The second answer to the question is the farm bill doesn’t do nearly enough: Our current rural policy framework is outdated and insufficient – because it is out of step with modern rural realities. Remarkable people and organizations across rural America are working to secure a vibrant and enduring future for their communities amidst rapid and continual economic restructuring. But they are doing so within the confines of policies intellectually rooted in times past, many from the post-depression era when bringing electricity to rural America was our moonshot and when farm policy could rightly be considered rural policy. Just like communities everywhere, rural places are complex and multi-sectoral; modern healthcare, education, housing, technology, and tax policies all influence rural livelihoods. But the farm bill doesn’t touch these! And, while the decisions and programs of most federal agencies affect rural communities in one way or another, rural analyst Tadlock Cowan correctly observes that there is no overarching framework for federal rural policy. So, in these ways, the 2018 farm bill falls far short of fashioning the kind of federal partner that rural places need to build communities that are vibrant, modern, enduring and inclusive.
Now that the 2018 farm bill is the law of the land, the US Department of Agriculture has turned its attention to implementation and program delivery. Between now and when the farm bill is up for re-authorization again in 2023, it’s up to the civic, philanthropic and private sectors to develop a smarter, modern policy framework that aligns with 21st Century rural realities. What happens over the next four years will determine the starting point when Congress begins work on the 2023 farm bill. Here are three ideas to get the wheels churning:
- Go to the source. Seek input from rural practitioners of all stripes from across the country to learn more about the innovations already underway in rural America. Ask these practitioners to be involved in designing large-scale ideas and small-scale reforms so that federal policy supports and aligns with tested approaches. The America’s Rural Opportunity Series hosted by the Rural Development Innovation Group is one such effort to listen and learn from rural practitioners about what works—and what needs to change.
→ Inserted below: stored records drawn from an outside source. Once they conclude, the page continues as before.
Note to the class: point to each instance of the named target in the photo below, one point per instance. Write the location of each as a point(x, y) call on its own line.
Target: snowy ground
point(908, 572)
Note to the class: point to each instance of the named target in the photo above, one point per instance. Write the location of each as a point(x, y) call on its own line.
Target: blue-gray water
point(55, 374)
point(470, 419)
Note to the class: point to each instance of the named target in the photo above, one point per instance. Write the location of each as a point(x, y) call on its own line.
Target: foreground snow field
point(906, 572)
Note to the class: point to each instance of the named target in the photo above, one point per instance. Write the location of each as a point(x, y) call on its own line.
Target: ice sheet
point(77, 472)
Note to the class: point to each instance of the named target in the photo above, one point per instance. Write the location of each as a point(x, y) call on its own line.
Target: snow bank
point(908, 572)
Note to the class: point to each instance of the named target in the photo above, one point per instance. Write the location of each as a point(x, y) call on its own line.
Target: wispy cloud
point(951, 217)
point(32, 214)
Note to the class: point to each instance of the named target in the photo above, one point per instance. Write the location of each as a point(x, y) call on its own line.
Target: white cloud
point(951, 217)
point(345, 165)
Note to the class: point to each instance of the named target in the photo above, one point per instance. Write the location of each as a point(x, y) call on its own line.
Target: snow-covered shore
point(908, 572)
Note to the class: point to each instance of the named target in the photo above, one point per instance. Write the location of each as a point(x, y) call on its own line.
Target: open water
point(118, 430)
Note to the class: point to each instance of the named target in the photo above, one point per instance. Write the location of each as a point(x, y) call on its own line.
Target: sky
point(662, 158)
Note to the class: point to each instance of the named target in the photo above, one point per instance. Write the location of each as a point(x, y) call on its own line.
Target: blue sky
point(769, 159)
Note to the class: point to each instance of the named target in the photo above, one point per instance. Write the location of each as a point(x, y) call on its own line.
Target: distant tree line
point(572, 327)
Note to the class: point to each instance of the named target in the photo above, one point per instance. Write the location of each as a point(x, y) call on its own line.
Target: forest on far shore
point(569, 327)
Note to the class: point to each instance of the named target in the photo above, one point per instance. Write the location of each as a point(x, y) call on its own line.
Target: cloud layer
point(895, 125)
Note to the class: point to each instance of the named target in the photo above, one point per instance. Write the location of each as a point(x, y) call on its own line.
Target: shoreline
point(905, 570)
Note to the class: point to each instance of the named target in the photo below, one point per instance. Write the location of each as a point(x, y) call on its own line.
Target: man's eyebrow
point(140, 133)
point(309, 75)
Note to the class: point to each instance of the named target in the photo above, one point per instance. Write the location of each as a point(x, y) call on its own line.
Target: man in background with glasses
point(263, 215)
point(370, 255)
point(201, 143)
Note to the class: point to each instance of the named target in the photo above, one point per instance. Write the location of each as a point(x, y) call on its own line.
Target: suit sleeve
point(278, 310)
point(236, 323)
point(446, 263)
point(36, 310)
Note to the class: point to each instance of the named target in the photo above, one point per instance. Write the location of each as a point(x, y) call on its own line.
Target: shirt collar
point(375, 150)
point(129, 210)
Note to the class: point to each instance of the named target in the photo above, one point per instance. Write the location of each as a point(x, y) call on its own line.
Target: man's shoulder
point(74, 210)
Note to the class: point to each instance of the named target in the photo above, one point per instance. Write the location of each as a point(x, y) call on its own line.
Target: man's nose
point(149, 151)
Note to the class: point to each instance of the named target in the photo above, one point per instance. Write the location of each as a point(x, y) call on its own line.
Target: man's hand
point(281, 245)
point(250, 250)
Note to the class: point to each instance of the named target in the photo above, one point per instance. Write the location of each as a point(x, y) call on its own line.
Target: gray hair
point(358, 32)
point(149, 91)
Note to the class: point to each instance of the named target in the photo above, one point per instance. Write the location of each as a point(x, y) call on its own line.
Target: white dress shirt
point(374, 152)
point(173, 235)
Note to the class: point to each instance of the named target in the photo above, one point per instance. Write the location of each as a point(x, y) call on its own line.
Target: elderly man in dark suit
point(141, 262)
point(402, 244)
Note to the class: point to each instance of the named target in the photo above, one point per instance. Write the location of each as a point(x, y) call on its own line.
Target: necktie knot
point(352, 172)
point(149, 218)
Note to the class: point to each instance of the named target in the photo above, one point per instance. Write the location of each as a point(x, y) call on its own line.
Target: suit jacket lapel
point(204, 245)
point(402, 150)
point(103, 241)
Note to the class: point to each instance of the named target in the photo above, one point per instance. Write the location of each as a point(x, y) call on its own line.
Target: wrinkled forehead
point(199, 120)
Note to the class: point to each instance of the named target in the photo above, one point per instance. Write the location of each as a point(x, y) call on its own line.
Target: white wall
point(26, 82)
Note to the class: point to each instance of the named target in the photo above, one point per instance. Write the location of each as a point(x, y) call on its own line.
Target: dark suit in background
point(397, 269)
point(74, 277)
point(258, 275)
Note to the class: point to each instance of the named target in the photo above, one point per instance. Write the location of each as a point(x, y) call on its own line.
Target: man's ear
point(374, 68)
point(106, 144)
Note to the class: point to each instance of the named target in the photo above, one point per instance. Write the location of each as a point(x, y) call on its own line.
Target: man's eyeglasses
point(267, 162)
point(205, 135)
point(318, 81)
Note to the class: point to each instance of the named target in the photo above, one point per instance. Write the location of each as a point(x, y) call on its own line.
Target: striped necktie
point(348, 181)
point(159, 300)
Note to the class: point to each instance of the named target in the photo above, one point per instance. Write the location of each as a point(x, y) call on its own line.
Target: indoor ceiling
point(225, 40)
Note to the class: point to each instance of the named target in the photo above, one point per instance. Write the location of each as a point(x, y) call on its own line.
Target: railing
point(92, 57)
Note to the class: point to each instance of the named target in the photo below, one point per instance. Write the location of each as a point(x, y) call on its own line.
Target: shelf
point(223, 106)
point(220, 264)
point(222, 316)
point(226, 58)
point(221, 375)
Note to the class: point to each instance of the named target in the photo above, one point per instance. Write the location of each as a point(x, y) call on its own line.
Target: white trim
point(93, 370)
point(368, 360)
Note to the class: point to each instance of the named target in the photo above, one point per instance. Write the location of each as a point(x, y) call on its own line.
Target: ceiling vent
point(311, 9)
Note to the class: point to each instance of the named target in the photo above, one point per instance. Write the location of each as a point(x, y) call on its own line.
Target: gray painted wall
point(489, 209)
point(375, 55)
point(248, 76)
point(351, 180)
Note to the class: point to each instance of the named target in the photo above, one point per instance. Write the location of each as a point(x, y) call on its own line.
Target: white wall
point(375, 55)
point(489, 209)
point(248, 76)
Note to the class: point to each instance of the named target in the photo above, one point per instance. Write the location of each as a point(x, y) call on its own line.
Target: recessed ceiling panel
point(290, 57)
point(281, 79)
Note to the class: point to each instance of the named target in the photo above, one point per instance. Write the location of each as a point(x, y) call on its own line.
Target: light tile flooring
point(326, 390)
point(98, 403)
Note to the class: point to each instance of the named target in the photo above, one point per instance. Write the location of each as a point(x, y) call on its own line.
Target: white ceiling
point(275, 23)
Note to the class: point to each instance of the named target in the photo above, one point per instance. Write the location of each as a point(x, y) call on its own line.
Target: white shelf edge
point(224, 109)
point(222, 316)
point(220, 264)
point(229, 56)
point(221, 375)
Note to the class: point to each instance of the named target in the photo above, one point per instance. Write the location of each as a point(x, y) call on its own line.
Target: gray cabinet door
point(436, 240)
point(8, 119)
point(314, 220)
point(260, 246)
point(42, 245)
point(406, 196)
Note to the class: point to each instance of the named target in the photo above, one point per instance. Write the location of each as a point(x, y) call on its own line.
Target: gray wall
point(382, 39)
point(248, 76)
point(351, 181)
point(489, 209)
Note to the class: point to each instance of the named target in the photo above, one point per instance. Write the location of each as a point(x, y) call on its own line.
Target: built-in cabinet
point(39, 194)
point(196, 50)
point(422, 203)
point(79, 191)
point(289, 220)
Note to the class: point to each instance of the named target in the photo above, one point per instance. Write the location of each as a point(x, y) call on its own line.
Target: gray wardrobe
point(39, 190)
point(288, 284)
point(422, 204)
- Do economic development differently. Over-reliance on standard approaches to economic development, like large business recruitment, generally don’t do right by rural America. What would it take to provide local leaders, economic development agencies and rural people with support and training to implement innovative models, like WealthWorks, that are rooted in building on existing assets to create and retain wealth for rural people, places and firms within regional markets?
- Study abroad. To design smart rural policy here at home, consider what we can learn about what works in other countries. One source for information and lessons on what works—and what doesn’t: The Regional and Rural Working Group within the Organization for Economic Cooperation and Development. For example, we might garner new ideas about how to effectively make long-term investments in people, organizations, and places – or how to go about providing ample support for research and data collection to build a robust body of evidence around what works for rural America. Learning (humbly) from other countries may prompt us to rethink our own approach to rural development.